The following is a discussion I started on Linkedin groups “Wines & Spirits,” and “Slow Food.” The discussion revolves around the announcement of a Canadian Chardonnay winning a world’s best title. Chardonnay is planted worldwide and as a “transportable” grape can produce wines of equal or better quality to its Burgundy counterparts. The warming of the planet has been changing the map of good areas for some wines and better Chardonnays can originate in regions formerly too cold. The names of the contributors have been abbreviated and all comments posted in best chronology regardless of the group of origin.

What if the world’s best Chardonnay was from Canada?

What if it is? Chardonnay is a transportable grape and has the potential to produce wines as noble and great as the ones in its original home in Burgundy at the right locations worldwide. How do you think that would turn out? The colder the climate, the less ripen the fruit, the lower the alcohol, and the higher the acid. That is moving away from Napa stuff and getting closer to Burgundy. Will it have the potential to age as Burgundy does or is good for apertif and drinking young like California? I don’t know much about the Canadian terrior and would like to know. (the original article at https://winebycush.wordpress.com/2009/06/12/worlds-best-chardonnay-from-canada/ ) What do you think of the Le Clos Jordanne Chardonnay 2005?
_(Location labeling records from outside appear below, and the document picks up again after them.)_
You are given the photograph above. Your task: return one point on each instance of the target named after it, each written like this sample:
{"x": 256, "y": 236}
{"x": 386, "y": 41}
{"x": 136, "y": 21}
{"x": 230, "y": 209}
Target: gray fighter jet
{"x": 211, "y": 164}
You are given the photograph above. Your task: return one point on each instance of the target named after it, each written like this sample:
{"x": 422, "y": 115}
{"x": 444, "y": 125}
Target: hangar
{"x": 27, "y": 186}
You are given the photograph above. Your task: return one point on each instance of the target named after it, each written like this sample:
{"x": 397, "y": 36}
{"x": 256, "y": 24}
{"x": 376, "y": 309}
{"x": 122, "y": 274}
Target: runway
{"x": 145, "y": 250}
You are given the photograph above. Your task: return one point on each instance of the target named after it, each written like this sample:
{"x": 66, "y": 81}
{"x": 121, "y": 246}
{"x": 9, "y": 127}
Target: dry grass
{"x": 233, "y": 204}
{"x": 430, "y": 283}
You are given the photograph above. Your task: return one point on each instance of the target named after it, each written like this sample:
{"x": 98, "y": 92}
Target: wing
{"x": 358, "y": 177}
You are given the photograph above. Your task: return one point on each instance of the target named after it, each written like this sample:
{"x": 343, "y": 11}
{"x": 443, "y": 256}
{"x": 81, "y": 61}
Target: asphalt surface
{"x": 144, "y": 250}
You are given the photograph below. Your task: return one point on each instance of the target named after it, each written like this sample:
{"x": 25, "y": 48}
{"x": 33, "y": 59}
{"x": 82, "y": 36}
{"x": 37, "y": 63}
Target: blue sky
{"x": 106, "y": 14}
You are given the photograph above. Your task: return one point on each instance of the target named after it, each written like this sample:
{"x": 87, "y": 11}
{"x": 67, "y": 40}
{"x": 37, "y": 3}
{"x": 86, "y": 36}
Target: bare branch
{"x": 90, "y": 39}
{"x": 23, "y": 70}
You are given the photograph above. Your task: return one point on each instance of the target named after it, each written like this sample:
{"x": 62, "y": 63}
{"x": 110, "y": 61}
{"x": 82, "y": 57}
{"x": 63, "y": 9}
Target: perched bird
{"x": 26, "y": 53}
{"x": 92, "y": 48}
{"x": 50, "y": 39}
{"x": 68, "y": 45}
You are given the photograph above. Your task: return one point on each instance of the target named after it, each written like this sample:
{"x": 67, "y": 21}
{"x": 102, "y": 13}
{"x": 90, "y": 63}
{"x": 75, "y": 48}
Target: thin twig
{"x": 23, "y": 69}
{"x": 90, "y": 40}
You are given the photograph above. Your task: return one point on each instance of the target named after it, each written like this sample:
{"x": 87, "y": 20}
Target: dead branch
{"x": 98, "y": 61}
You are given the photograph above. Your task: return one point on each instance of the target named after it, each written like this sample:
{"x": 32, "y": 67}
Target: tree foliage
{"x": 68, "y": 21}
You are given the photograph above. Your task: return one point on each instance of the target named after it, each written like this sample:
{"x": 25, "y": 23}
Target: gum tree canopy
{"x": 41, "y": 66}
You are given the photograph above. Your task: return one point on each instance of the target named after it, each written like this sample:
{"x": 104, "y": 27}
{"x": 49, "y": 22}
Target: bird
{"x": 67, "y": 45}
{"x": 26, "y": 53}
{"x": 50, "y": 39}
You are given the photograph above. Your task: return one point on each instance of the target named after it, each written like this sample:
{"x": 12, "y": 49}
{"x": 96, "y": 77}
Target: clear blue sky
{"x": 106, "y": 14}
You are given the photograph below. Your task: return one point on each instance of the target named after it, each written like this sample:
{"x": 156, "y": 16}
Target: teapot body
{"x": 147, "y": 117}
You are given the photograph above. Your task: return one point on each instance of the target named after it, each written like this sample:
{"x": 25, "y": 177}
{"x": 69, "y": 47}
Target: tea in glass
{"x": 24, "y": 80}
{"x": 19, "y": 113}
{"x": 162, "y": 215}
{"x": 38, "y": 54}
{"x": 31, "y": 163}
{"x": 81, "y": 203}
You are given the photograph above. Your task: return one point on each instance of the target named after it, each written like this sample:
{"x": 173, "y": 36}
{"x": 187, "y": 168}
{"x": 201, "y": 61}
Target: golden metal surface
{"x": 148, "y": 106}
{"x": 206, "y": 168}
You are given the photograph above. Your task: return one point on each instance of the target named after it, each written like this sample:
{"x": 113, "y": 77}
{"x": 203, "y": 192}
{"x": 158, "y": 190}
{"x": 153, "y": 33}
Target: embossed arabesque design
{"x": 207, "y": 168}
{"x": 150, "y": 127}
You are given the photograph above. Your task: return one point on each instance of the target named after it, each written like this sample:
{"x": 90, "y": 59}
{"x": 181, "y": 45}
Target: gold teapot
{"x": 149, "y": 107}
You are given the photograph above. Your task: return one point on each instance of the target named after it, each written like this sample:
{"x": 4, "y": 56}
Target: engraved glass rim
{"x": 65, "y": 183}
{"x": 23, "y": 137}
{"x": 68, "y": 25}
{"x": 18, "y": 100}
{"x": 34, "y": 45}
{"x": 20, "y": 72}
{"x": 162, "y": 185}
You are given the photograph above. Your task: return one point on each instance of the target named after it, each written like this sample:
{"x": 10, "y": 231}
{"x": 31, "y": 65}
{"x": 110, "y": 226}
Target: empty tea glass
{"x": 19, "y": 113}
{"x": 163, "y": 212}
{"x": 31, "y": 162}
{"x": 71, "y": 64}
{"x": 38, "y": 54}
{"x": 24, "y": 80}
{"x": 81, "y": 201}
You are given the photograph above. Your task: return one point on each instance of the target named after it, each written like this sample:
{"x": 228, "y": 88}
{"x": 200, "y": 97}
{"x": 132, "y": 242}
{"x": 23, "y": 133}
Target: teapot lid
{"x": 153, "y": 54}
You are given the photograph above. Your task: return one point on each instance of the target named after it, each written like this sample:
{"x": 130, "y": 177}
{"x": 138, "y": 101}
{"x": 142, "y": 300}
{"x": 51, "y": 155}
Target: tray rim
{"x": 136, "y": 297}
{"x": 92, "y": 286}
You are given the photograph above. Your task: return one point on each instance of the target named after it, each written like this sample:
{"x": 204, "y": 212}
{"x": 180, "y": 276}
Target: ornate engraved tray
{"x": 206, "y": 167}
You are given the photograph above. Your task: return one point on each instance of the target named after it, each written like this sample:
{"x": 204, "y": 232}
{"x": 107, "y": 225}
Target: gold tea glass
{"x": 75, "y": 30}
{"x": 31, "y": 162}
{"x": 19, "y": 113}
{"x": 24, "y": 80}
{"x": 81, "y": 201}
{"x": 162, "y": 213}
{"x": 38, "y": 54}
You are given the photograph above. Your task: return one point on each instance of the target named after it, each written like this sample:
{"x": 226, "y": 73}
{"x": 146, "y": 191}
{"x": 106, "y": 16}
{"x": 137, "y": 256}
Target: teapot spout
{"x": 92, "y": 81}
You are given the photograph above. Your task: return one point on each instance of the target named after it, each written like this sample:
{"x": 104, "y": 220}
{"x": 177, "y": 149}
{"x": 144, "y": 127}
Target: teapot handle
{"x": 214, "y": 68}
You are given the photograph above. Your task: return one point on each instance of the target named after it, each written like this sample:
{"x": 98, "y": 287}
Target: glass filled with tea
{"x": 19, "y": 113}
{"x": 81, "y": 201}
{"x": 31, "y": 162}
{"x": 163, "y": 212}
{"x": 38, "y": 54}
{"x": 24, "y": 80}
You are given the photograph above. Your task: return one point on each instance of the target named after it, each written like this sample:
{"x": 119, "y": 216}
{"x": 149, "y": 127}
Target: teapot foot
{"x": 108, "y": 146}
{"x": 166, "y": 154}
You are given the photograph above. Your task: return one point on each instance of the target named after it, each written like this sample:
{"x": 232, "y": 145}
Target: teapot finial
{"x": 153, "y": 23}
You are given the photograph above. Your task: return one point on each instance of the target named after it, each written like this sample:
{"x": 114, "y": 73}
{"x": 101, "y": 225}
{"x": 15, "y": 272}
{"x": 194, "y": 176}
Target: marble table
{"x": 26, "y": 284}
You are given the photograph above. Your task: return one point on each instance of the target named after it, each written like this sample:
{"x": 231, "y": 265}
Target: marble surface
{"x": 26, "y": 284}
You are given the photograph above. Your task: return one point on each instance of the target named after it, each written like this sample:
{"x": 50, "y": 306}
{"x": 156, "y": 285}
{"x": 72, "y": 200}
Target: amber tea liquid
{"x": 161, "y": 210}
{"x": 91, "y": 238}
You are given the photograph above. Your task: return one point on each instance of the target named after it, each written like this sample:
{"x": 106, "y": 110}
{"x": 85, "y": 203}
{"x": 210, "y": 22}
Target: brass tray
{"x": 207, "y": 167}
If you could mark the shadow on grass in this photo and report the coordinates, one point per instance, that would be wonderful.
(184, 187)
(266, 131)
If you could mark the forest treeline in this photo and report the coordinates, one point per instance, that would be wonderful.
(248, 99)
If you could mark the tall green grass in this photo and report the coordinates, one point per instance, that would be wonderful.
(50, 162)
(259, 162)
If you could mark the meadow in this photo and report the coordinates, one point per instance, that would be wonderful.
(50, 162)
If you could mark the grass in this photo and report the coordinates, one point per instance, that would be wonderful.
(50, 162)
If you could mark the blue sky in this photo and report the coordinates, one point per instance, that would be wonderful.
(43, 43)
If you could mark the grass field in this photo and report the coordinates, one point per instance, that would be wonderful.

Posted 15 days ago | Delete discussionStephen P.

Wait ~ 20 years, maybe all of the chardonnay will be from Canada when the average daily temperature in Napa hits 103 degrees……

Posted 15 days ago | Reply Privately

Kooshyar D.

That is such a good point. I read the history of how Napa got big ( I was too young then) and it got warmer so Carneros was designated by the industry as the “cooler place” to grow Pinot Noir and Chardonnay. Now, that is getting warm too and the wines are heavier so they moved to Sonoma Coast. Judging by SC Pinot Noir and Chardonnay, I believe Napa was superb once but …..

Posted 13 days ago | Delete comment

Eelco K.

Wine is in the heart of the french men and part of its culture. To create the best chardonnay you have to make a good copy of what has been done in france, and that will be a hard job since in france there is lots of competition.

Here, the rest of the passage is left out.